Ivy Tech chancellor Dr. Kathleen Lee announced at a community meeting May 29 that the community college will be paving over the baseball field immediately west of Noblesville East Middle School to accommodate future students.
Parking plans and building development were the primary subjects of Lee’s presentation at NEMS, 300 N. 17th St., the future location of Ivy Tech’s Noblesville campus.
The Noblesville campus, which will be the 32nd Ivy Tech location in Indiana, will offer 75 programmed sections, or classes, in the fall with a maximum of 1,900 available seats.
Ivy Tech does not plan on removing any trees for parking space. The college is very “green oriented,” Lee said, and will be inserting rain gardens around the edges of the parking lot in order to distinguish its own space.
“We want folks to know when they’re on campus and when they’re not on campus,” Lee said. “We want to have a clear border.”
Noblesville City Engineer John Beery said “neighborhood parking only” signs will be put up in surrounding residential areas as well, notifying students not to park there.
With the new parking lot, Ivy Tech plans to construct another focal entrance to the school – where the cafeterias are now – in addition to using the school’s current main entrance, Lee said.
At the meeting, audience members raised concerns about traffic on Conner Street once classes are in session. Ivy Tech will solve its early traffic issues mainly through trial and error methods, Lee and Beery explained.
“We’re going to have to figure out what works for us,” Lee said, adding that the school can stagger class times to avoid traffic buildups if necessary.
Lee said Ivy Tech is also communicating with the Boys & Girls Club in order to ensure that weekend game times will not heavily conflict with class times. She said historically, Friday and Saturday night classes have not been popular sign-up times for students anyway.

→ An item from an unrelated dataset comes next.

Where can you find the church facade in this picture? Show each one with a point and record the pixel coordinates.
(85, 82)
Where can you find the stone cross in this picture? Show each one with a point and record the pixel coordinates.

Beery said the city has not looked at expanding any specific streets to improve traffic. They have, however, looked at “maybe doing some work” on 17th Street south of the campus as well as possibly adding a connector street east of the Conner Learning Center.
The city and Ivy Tech will hold more public meetings as updates come, Beery said.
“I’m looking forward to Ivy Tech,” 17th Street resident Martha Reep said. “We’re hoping they’ll have a little better upkeep.”
After Lee’s presentation, audience members asked if Ivy Tech would be keeping better maintenance and surveillance of the area surrounding the campus, which some residents said has been subject to neglect. Lee said Ivy Tech is working with the Noblesville Police Dept. and their own security on keeping the grounds clean and monitoring suspicious activity or student misbehavior.
“Ivy Tech takes excellent care of its campuses,” she said. “We pride ourselves on the way our campuses look. We figure our students can only do as well as the facility looks that they come to.”
With soon-to-be 32 degree-granting locations in Indiana, Ivy Tech is the largest singly accredited, statewide community college in the United States, serving approximately 200,000 students each year.
The Noblesville campus will be a full-service campus, Lee said, allowing students to sign up for classes, buy textbooks and accomplish other tasks without having to travel to the Indianapolis campus.
Other campuses in central Indiana are located in Indianapolis, Greencastle, Franklin and Lawrence.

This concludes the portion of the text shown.